I have now set up the smart DNS on all our devices, works a dream and the cost of £39 for a year or €49 for two well worth it as my other half watches a lot of sports from other countries. We are using the fee trial at the moment and after that will pay for a year. It’s working very well and the online chat help for a technophobe is brilliant.


----------



## mrypg9 (Apr 26, 2008)

Bought an Android box, less than 40euros. I don't have a smart tv. I downloaded my Nord VPN, IPlayer, Netflix and Amazon Prime, BBC Radio and tv channels with IPlayer. I share my Netflix with two friends in Belgium.

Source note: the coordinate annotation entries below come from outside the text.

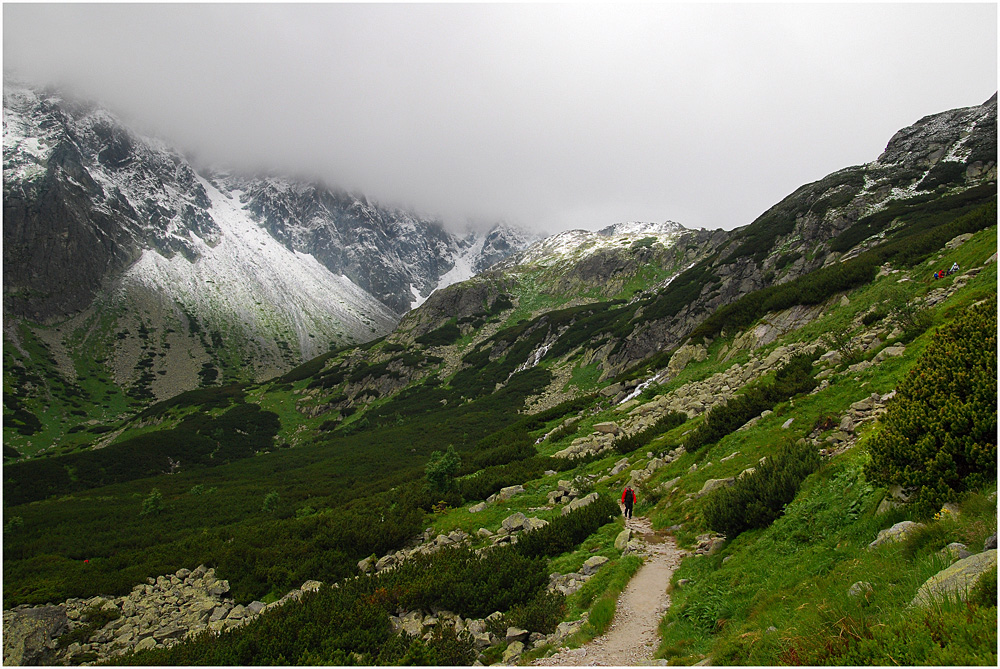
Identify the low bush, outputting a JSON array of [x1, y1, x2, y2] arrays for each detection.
[[415, 323, 462, 346], [614, 411, 687, 455], [704, 443, 820, 540], [866, 300, 997, 513], [684, 354, 816, 451], [514, 497, 620, 557]]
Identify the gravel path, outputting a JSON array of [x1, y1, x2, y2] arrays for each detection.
[[533, 518, 685, 667]]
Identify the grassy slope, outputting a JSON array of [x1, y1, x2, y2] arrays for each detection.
[[5, 207, 996, 663]]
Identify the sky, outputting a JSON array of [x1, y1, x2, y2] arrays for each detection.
[[3, 2, 997, 232]]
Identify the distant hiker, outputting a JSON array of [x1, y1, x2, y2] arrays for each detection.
[[622, 486, 635, 518]]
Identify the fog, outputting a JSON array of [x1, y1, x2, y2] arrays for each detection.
[[3, 3, 997, 232]]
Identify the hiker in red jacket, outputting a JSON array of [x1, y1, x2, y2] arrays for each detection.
[[622, 486, 635, 518]]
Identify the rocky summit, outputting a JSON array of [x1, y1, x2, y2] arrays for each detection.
[[3, 86, 997, 666]]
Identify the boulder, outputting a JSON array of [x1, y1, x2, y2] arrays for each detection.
[[500, 511, 528, 532], [847, 581, 872, 597], [615, 527, 632, 551], [494, 485, 524, 502], [399, 611, 426, 636], [872, 344, 906, 365], [3, 606, 69, 666], [910, 548, 997, 606], [695, 476, 736, 497], [594, 422, 621, 435], [580, 555, 608, 576], [503, 641, 524, 664], [562, 492, 599, 516], [940, 541, 972, 560], [868, 520, 924, 548], [524, 518, 549, 532]]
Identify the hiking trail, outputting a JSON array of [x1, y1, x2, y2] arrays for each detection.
[[532, 517, 686, 667]]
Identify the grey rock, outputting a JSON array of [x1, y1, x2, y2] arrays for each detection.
[[910, 549, 997, 606], [299, 581, 323, 592], [495, 485, 524, 502], [615, 527, 632, 551], [3, 606, 69, 665], [503, 641, 524, 664], [580, 555, 608, 576], [847, 581, 872, 597], [695, 476, 736, 497], [868, 520, 924, 548], [500, 511, 528, 532]]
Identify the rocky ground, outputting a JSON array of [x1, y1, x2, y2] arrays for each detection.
[[533, 518, 686, 666]]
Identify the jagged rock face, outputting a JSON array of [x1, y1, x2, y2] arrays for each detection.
[[232, 179, 470, 314], [3, 82, 527, 399], [4, 85, 526, 334], [4, 86, 217, 321]]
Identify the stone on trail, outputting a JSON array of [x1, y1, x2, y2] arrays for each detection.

All so uncomplicated, efficient and very cheap.


----------



## cheval47 (Oct 14, 2012)

Depending on what service you are connecting to, you may need to also adjust the Geolocation of your browser (if going through a browser). If going through an app, this point is moot.


----------



## MataMata (Nov 30, 2008)

A tip for SmartDNSProxy, or at least its how it went for me.

When the trial expires even if you want to subscribe do nothing. 

You will receive an offer of 40/50/60% off but don't accept yet. 

A little while later you will get an offer of 70% off but still hold off.

A couple of days later I got an offer of 80% off which I finally accepted meaning that 2 years cost me $24,99.

In the meantime you can start another free trial with a different email address


----------